The editorial collective’s critique of self-care discusses how frequently it is actually a coping strategy done in order to return to a productive state under capitalism. This logic is unfortunately also reproduced in activist spaces. In my experience organizing, I have stepped back from certain spaces as a part of trying to heal from experiences of intimate partner violence. At first, my step back from activism in these spaces was about self-care in order to return to productivity. I realized upon attempting to return to the productive organizer I had once been that I needed to step out of spaces that were task-oriented rather than relational because the orientation towards tasks rather than relationships felt like a continuation of capitalist logics that kept me in crisis mode in the same way the abusive relationship I was in did. It can be difficult to distinguish between self-care as coping and self-care as healing, and in moving towards a different world these are not always distinct and both can be necessary in order to survive/thrive.
When I read, “if we organize together in the name of collective liberation, why are we expected to care for ourselves individually?” I can’t help but think of all the shit we deal with outside of meetings that we are often expected to put aside in meetings or at actions in the name of productivity. Yes, there are crises happening every day. There are people dying and experiencing extreme violence, and responding is vital. However, being consistently exposed to trauma, individuals and collectives are put in survival mode where they/we cannot connect to long-term decision-making tools. Chris Dixon’s discussion of “crisis-mode organizing” feels relevant here: often movements become good at responding to crises but are less effective at building towards a world without the violences inherent in capitalism.
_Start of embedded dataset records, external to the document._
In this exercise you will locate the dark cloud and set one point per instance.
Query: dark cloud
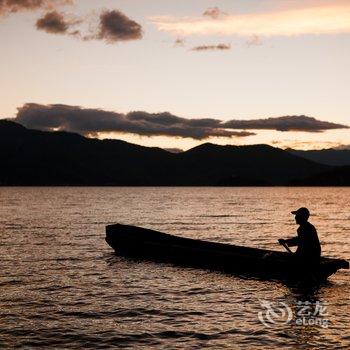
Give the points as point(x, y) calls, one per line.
point(88, 121)
point(174, 150)
point(55, 23)
point(286, 123)
point(214, 13)
point(11, 6)
point(211, 47)
point(94, 121)
point(115, 26)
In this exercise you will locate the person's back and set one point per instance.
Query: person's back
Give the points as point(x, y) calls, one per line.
point(309, 247)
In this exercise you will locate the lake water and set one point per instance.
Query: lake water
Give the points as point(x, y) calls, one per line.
point(62, 286)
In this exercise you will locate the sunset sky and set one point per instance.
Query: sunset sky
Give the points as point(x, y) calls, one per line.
point(191, 71)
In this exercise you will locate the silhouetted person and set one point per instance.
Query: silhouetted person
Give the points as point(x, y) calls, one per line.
point(309, 250)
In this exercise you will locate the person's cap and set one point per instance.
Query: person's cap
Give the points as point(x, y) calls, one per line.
point(301, 211)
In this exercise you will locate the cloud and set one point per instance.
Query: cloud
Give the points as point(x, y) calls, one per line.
point(285, 123)
point(93, 121)
point(211, 47)
point(115, 26)
point(179, 42)
point(214, 13)
point(12, 6)
point(174, 150)
point(254, 40)
point(55, 23)
point(327, 18)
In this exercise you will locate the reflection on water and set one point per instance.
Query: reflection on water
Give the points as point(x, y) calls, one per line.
point(61, 285)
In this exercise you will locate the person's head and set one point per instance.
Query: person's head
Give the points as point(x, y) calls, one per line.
point(301, 215)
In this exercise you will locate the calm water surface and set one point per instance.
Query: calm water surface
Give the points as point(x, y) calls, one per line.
point(61, 286)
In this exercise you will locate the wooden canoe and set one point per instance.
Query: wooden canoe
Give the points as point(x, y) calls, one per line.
point(141, 243)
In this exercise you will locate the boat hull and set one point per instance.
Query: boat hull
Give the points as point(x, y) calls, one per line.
point(140, 243)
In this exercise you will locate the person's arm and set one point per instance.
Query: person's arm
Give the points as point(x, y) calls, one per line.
point(291, 242)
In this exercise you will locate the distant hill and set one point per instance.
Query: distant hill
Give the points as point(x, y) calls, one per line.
point(333, 157)
point(339, 176)
point(32, 157)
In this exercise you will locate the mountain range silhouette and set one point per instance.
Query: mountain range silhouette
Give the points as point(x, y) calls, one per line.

We are traumatized, our movements are traumatized, and it is difficult to connect to a vision of where we want to be in the long-term when we are constantly being forced to respond to a violent present.
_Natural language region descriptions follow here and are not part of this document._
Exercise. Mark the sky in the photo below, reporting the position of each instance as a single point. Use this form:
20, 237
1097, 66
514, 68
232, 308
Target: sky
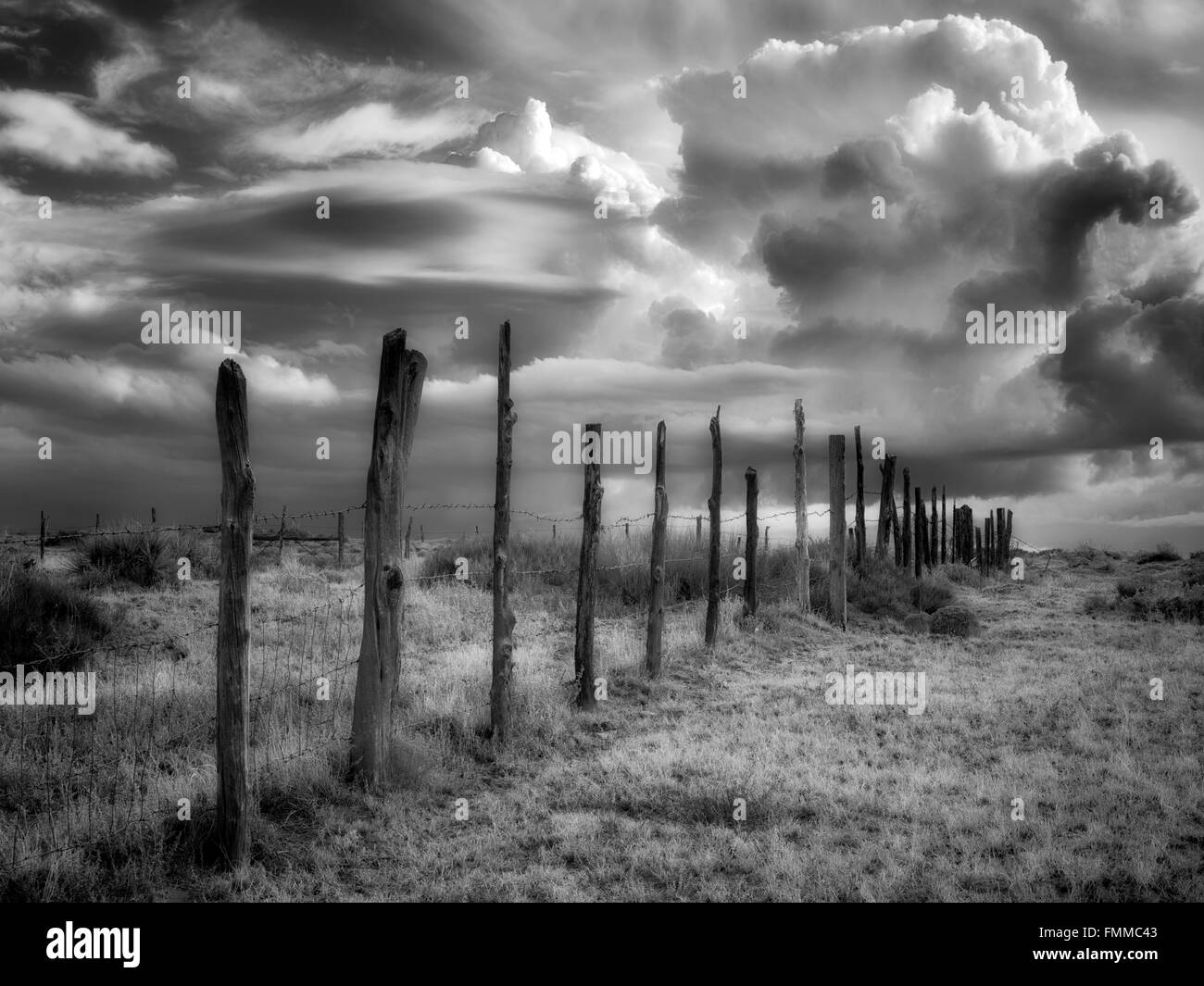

In this context, the editorial’s discussion of collective/community care was very thoughtful and moves us in the direction of balancing long-term goals with short-term responses. The editors write, “This concept of community care, at its core, is about taking collective accountability for the spaces we create together to ensure that how we organize is just as important as what we organize.” I would stress here that collective care is not just part of supporting resistance movements, it is resistance in its own right. When we think about collective care we need to think about capacity and how those of us in movements are using it. Activism can be a space for healing that feeds and energizes us. However, activism can also reproduce the same systems of oppression that we fight against not only through mandating self-care but through not collectivizing the care of bodies that bear the brunt of white supremacist, disableist, cisheteropatriarchy. This means that movement spaces should be meaningfully engaged in “understanding our collective interdependence,” and in doing so, learning how to relate with others as more than just our productive capacity. This can appear to some as “slowing down,” which can feel frustrating in the context of present injustices, but the benefit is that we begin to build movements that are more inclusive and hopefully reflect the world we want to see. There is a lot to learn from disability and reproductive justice movements on these fronts. I really appreciate what the Editorial Collective wrote on the topic of self-care, especially the emphasis placed on community care and community building. If readers want to support efforts like this I would also suggest folks donate to Black Lives Matter- Toronto Freedom School, Giwaabamin Street Patrol, or efforts in their city aimed at meeting people’s needs while building and being in a more just world.